Index selection

Habeeb_Raja · April 26, 2022, 8:34am

Hi All, We are having below indexes

IX_1 : {‘A’:1, ‘B’:1} size: 10 MB
IX_2 : {‘A’:1, ‘C’:1} size: 50 MB

Query 1: Search by column ‘A’
Query 2: Search by column ‘A’ and ‘X’

In these cases how the index will be selected?

Please explain…

steevej · April 26, 2022, 1:15pm

There are many factors that may influence which one is used by the query planner. I think it might even vary from one instance of a query. If I were to implement the query planner and I find that 2 indexes are suitable, I would use the one that is already in cache rather than load another one.

@ time 1 - I receive Q1 and IX1 is in cache, I would use IX1 because it is there and it serves the query well
@ time 2 - I receive Q3 that involves a query on A and C, then I am forced to flush out IX1 and load IX2
@ time 3 - I receive another Q1, but now IX2 is in cache, I would use IX2 rather than IX1 like last time because it involves less work. It would be bad to flush IX2 to load and use IX1 like last time because I might need to reload IX2 @ time 4 for another Q3.

But both are suitable and you should not worry about which one.

Why is that important for you to know?

Habeeb_Raja · April 26, 2022, 2:07pm

Thanks @steevej . Can you share the other factors that influence the index selection. The reason for this topic is, we are re-arranging the current indexes in our system. In order to make it more efficient, we try to understand this.

Thanks,
Habeeb

steevej · April 26, 2022, 3:09pm

The best source to help you selecting your indexes is M201.

But the most important part is your use-cases.

If RAM is no issue, all indexes for all your use-cases. But too many indexes slows down updates since indexes have to be updated.

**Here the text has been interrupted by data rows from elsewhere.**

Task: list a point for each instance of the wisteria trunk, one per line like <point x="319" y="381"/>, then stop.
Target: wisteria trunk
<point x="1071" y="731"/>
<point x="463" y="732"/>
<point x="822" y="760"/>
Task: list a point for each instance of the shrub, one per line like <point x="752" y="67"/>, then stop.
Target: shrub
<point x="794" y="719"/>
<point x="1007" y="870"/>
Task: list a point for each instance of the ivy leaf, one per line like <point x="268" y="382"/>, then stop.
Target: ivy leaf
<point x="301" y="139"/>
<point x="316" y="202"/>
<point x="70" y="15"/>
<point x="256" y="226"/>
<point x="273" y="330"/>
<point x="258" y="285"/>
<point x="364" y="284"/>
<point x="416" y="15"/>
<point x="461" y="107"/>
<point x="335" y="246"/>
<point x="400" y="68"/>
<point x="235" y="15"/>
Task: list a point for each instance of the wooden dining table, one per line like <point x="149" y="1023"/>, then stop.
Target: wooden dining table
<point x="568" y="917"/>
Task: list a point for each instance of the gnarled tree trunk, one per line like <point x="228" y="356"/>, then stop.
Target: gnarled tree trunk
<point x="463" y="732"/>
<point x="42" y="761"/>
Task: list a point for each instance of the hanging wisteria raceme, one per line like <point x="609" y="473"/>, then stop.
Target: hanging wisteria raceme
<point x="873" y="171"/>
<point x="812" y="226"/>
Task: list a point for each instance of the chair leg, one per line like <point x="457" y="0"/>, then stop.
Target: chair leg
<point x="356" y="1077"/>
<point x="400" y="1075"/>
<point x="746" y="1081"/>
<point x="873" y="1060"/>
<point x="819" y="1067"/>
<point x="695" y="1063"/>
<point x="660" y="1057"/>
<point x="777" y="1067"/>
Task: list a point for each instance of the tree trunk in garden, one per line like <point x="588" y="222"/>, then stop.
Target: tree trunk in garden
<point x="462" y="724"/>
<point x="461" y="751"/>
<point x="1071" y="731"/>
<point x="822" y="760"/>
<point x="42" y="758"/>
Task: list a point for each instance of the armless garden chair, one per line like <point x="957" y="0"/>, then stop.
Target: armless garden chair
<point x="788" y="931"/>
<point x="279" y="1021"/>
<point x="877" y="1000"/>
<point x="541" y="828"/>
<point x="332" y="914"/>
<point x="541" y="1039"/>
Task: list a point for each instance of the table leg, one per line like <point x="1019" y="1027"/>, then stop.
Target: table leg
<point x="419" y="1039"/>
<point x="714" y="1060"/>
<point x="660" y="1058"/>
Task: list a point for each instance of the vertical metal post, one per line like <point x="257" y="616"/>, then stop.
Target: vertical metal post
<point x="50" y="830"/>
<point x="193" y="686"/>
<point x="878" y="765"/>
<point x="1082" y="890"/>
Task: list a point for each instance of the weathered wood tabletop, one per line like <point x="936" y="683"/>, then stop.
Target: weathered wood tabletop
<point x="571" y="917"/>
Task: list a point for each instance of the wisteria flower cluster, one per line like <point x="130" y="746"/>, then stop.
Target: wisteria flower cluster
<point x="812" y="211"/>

If tight on RAM, then keep the smallest indexes, unless queries with bigger index are more frequent.

Analytics queries might require different set of indexes or can be done without index despite the slowness because they are less frequent.

The equality-sort-range rule is also important.

The question is why

Performance issues can be solved by have a better schema. For example, the computed pattern can be used on very frequent queries done on stable data.